/ 12 May 2000

No refuge in tax havens

The line between tax havens and offshore financial centres is fairly fuzzy, with most of the latter operating in the former

Sarah Bullen

A tax haven is one of those emotive phrases that conjur up images from a John Grisham novel: Lotharios in tailored suits popping over to an island for a day, azure seas, catamarans and sultry cocktail nights.

A firm listed as something like SA Tasty Dried Fruits, Nassau, will usually inspire a bit of a wink-wink, nudge-nudge. There is a suggestion that it is a bit naughty and fits with the associated links of tax dodging or money laundering.

But it is precisely such images that tax havens are determined to bury. This starts by renaming themselves as “offshore financial centres”.

The line between tax haven and financial centre is a fairly fuzzy one, with most financial centres operating within tax havens.

The offshore centres are places where institutions and funds can offer investments that are tax-neutral and confidential.

Tax havens are absolutely tax free – meaning those individuals investing through a tax haven, or companies registered in one, do not pay tax there at all.

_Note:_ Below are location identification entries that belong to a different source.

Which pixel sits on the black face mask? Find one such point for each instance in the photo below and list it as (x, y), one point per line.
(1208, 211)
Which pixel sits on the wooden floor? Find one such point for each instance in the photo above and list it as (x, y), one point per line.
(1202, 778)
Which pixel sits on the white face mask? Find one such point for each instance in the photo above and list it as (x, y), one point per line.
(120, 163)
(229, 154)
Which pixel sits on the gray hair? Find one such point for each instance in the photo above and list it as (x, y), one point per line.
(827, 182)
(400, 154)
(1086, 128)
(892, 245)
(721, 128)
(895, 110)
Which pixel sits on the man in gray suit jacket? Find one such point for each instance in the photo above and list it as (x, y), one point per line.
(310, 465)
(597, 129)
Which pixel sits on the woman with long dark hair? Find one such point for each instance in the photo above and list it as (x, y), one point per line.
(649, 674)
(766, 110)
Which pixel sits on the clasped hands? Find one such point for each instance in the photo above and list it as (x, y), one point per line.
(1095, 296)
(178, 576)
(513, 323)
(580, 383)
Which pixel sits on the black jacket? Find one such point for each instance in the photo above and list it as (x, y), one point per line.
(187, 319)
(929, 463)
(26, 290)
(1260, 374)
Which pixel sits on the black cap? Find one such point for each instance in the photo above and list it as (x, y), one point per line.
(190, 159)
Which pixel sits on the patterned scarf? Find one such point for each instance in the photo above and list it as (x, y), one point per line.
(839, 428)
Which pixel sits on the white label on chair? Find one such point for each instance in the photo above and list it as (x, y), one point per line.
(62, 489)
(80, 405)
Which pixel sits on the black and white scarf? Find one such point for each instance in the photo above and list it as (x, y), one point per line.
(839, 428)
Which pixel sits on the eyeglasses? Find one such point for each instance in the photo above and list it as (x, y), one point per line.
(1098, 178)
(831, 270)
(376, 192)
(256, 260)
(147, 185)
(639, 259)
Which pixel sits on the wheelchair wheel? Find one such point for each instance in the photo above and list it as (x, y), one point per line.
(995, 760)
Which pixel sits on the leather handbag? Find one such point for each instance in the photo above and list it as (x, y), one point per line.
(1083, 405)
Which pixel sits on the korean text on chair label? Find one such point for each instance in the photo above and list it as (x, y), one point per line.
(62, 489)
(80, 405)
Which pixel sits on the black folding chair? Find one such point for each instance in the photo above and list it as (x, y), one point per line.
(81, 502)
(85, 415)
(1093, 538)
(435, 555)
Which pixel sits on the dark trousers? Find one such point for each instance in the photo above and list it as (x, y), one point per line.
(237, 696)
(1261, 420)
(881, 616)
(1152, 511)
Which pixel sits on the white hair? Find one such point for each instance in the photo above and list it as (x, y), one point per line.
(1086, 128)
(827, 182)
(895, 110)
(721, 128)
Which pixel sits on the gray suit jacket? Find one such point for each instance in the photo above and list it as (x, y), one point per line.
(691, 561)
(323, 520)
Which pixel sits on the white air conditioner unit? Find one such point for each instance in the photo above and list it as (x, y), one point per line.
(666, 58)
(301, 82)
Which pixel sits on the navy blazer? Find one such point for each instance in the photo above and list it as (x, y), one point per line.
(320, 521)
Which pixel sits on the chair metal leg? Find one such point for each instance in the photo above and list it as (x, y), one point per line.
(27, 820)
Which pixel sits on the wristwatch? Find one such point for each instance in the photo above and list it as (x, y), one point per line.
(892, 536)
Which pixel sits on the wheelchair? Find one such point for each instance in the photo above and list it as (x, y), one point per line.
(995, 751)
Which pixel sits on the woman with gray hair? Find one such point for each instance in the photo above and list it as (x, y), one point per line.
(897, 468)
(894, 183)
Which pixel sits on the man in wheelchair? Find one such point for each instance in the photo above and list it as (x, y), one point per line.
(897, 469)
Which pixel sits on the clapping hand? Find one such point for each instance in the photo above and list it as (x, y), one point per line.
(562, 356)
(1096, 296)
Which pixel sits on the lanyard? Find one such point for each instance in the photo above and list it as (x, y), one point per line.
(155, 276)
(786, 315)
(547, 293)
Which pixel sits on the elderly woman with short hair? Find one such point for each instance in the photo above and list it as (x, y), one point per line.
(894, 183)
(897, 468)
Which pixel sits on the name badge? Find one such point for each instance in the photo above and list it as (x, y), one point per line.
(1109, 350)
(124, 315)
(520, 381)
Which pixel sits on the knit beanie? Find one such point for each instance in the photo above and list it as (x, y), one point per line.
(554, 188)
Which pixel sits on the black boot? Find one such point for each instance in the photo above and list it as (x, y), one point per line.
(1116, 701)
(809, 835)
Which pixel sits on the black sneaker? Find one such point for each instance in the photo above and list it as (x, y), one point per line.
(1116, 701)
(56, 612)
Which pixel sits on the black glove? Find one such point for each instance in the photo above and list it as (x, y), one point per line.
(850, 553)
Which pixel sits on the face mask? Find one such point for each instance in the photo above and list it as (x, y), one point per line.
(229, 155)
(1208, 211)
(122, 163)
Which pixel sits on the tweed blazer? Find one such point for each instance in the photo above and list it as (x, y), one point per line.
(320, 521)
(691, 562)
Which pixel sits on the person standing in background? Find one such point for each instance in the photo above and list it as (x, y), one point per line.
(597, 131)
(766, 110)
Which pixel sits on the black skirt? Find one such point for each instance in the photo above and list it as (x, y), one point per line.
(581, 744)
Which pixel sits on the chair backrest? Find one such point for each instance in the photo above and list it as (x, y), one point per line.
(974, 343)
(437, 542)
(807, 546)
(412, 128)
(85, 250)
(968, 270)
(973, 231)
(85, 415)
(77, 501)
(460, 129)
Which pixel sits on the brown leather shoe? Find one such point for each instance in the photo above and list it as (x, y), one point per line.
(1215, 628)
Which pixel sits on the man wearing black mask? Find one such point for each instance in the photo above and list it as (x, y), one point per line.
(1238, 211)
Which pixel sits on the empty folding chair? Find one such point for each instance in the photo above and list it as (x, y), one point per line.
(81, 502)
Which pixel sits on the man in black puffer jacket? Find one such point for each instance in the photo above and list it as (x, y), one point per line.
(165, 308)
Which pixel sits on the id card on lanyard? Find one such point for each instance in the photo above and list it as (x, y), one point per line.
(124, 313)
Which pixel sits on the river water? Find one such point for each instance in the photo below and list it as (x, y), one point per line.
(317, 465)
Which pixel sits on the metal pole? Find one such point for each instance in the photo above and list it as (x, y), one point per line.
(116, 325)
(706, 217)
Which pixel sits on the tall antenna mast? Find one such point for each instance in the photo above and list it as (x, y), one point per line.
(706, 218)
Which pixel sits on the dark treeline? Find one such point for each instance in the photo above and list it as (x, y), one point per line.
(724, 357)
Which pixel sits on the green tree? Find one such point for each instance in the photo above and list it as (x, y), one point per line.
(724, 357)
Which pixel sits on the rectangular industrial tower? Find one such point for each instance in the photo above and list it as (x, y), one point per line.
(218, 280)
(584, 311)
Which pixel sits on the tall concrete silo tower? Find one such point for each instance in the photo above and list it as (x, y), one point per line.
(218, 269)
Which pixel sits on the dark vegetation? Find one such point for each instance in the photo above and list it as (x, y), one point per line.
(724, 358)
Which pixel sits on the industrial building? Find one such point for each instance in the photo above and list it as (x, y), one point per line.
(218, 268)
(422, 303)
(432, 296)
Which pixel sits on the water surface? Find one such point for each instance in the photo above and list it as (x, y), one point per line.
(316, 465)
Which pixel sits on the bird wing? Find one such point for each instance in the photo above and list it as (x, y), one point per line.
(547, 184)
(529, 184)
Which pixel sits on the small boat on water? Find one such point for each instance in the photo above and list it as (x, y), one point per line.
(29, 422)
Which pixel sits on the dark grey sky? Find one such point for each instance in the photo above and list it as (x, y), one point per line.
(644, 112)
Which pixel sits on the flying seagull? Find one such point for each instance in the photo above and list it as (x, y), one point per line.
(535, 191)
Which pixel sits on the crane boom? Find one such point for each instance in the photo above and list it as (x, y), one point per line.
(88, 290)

Into this category fall the Overseas British Territories, including Bermuda, the British Virgin Islands, Gibraltar and the Cayman Islands – a grouping formed to lobby collectively for rights. Also popular tax havens are the British Crown Dependencies – Jersey, Guernsey and the Isle of Man, as well as the increasingly popular haven of cyberspace.

For South African investors, investing in a fund based in a tax haven has been made easy by access to subsidiaries of local banks and fund managers based in tax havens or tax-neutral locations. Most offshore branches of local institutions are based in these favourable locations, with the British Crown Dependencies proving the most popular destinations.

South Africans resident in the country pay tax on offshore investment income as though it is earned in South Africa. If the investment income is also taxed in the country where it is earned, double-tax treaties can mean some tax relief in South Africa. But mountains of paperwork accompany this manouevre.

This is why tax havens, or tax neutrality, is an important issue for investing offshore. It does not mean an investor is escaping the South African tax net, but it ensures that the investor will not be caught in another tax net. Of course, for a large number of South African investors offshore meant off the record and out of the taxman’s sight .

Income earned offshore used to be classified as either active or passive. The former was exempt from South African tax, which includes all profits earned from active business operations including dividends. Passive income – interest, royalties, annuities and rent – has been taxed at the same rate as if it was earned in South Africa since 1997.

However, in his February budget speech, Minister of Finance Trevor Manuel announced that the foundation of the tax system is to change from a source to a residence (worldwide) base from January 1 2001.

A resident-based tax system levies tax on all the income derived by its residents, regardless of the source of the income. Source-based taxation systems only demand residents pay tax on income derived within the country or source.

This change means that all income earned by a South African resident or citizen offshore will be taxed, except where they have paid tax in a country which has a double-tax treaty with South Africa. The change means that there is no longer a distinction between active and passive income.

The fact that residents are already paying tax on passive income means that the changes will not bring into effect any major changes to individuals with investments in tax havens.

The change does, however, have larger implications for companies based in tax havens and repatriating profits to South Africa. Previously no tax was levied on these profits, but from 2001 dividends from a foreign source become taxable in South Africa.

The change may also encourage South African multinationals to rethink their decision to situate in South Africa.

KPMG Tax Services senior consultant Jenny Alence explains that the absence of tax in South Africa on foreign-source income made South Africa itself an attractive location for multinationals to base their headquarters.

Alence uses the example of a South African company that sources from foreign suppliers setting up a procurement arm in Mauritius. This meant that the company could earn its income in Mauritius where it is taxed at 1,5% rather than 30% in South Africa. The firm could then repatriate its profits to South Africa in the form of tax-free dividends. A firm located in a tax haven would bypass any tax at all.

It is here where the changes in the tax dispensation will hit hard.

In its fifth interim report the Katz Commission recognised that the loophole in the tax laws had been a major drawcard in attracting foreign investment to South Africa. It expressed concern that a change to the existing tax dispensation could mean that multinationals taking advantage of the tax regime could pull out of the country when the hole was closed.

Alence, however, said the move to resident base of taxation brings South Africa in line with the rest of the world. “It does not make South Africa any more or less attractive to investors,” she said. “But it means that now decisions will be made on a commercial basis.”

However, for individuals taking advantage of the easy administration offered by tax havens, and for firms that never tried to divert income to a tax haven, no radical changes are on the cards come January.